Paravicinis Befürchtungen

Hamburg war nun am Ziel seiner Wünsche; es hatte seinen Vertrag. Neben dem Kaiser war es der einzige deutsche Reichsstand, der ein Vertragsverhältnis mit einem Barbareskenstaat hatte. Unzweifelhaft war es ein wertvoller Erfolg, den die Stadt errungen hatte; erst durch ihn war sie in die Reihe derjenigen Handelsmächte eingetreten, die für die Mittelmeerfahrt in Betracht kommen konnten.

Mit Unruhe werden die Konkurrenten das Vorgehen und den Erfolg der Stadt betrachtet haben. Jeder neue Friedensschluss eines Raubstaates schuf den Konsuln der andern Staaten Beklemmungen hinsichtlich der Festigkeit und Dauer ihrer mühsam errungenen Verträge. Die Ankunft eines jeden wirklichen oder vermeintlichen Unterhändlers wurde argwöhnisch beobachtet. Als 1745 Hanncken nach Algier gekommen war und erklärt hatte, Kaufhandel treiben zu wollen, hatte der holländische Konsul Paravicini*) sogleich hinter diesem Inkognito bedenklichere Absichten vermutet, nämlich den Plan, für Dänemark oder Hamburg Frieden mit Algier schliessen zu wollen, was ja teil weise richtig war.


Kaum war der hamburgische Vertrag geschlossen, so bemächtigte sich Paravicinis die Besorgnis, dass der Vertrag mit Holland gefährdet sein möchten Er fürchtete, dass der Dey von der Unzufriedenheit seiner Soldaten zu einem Friedensbruch gedrängt werden könnte. Zwar erklärte ein vertrauter Freund dem Konsul, dass der Dey an einen Friedensbruch nicht denke und nur gezwungen von seinen Soldaten sich auf einen solchen einlassen werde, dass aber Holland nicht zuerst an die Reihe käme. Paravicini hielt es doch für gut, dem Dey sogleich seine Aufwartung zu machen; namentlich empfahl aber der Konsul den Generalstaaten, schleunigst recht viele und schöne Geschenke zu schicken. Aus allen seinen Briefen blickt die Furcht, dass die Holländer die Zeche bezahlen müssten. Der Schatzmeister des Dey, so schreibt er, habe geäußert: nun haben wir zwei Beys mehr, die Tribut zahlen (nämlich Dänemark und Hamburg); nun müssen wir brechen mit einem von Denen, die keinen Jahrestribut geben. Und als dann die hamburgischen Geschenke kamen und Ford als hamburgischer Konsul auftrat, meinte Paravicini voll düsterer Ahnung: Nun seien in Algier 7 Konsule und jeder kämpfe dafür, den Frieden seiner Nation möglichst dauerhaft zu machen, wozu er, Paravicini, in Anbetracht seiner geringen Bezüge am wenigsten im Stande sei.**)

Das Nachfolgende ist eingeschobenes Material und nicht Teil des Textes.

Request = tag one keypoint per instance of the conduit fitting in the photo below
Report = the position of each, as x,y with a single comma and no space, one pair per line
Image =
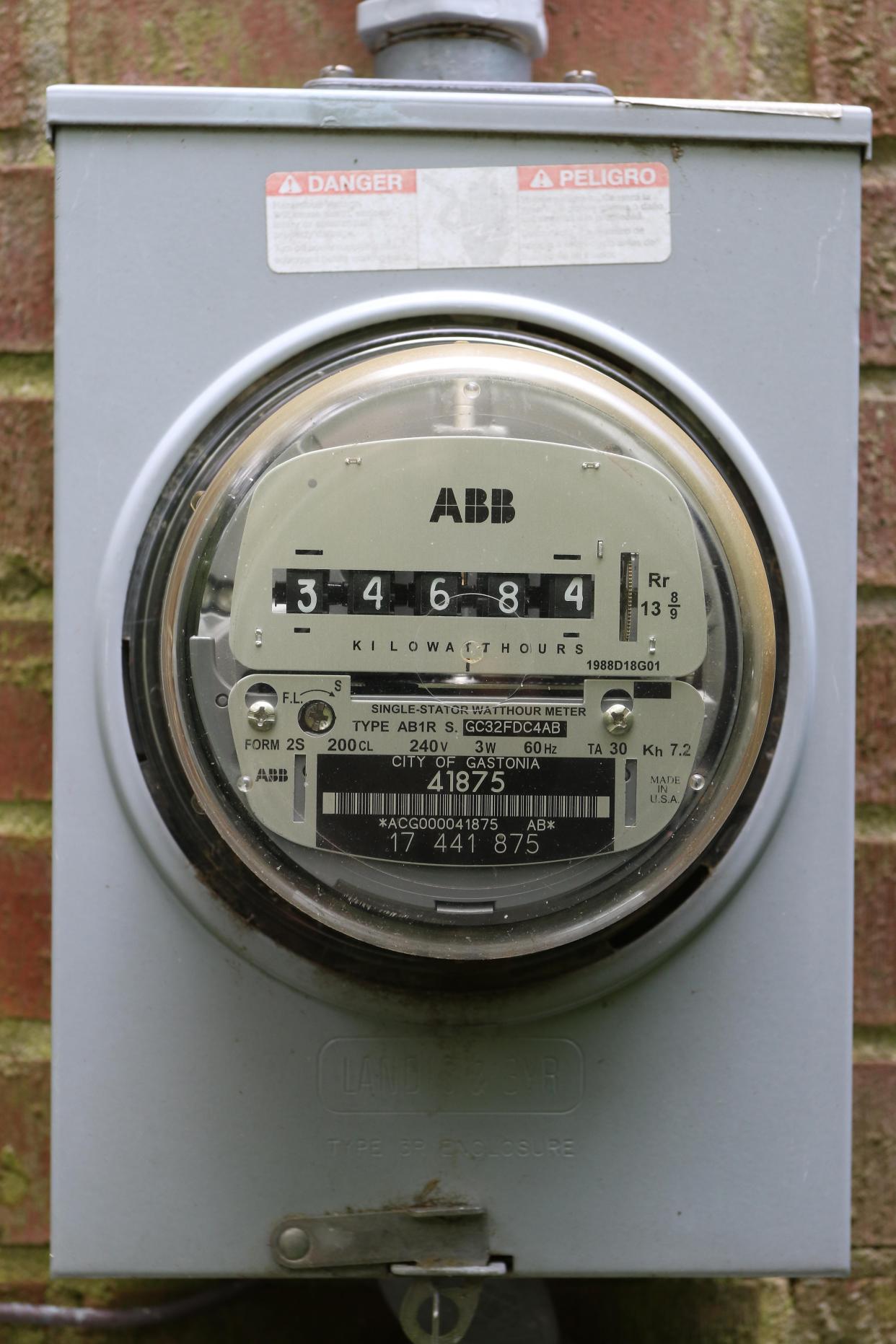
454,39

Aber nicht an dem hamburgischen Vertrag sollten die guten Beziehungen Hollands zu Algier scheitern; das geschah wenige Jahre später auf andere Weise.

*) An Fagel 13. Sept. 1745. (R. A. Haag.)

**) Paravicinis Briefe vom 1. März, 12. Mai, 9. Juni 1751; 2. Januar 1752; Der schwedische Konsul, so schrieb Paravicini am 1. März 1751, erhalte den Frieden nur durch seine offene Tafel und die großen Geschenke.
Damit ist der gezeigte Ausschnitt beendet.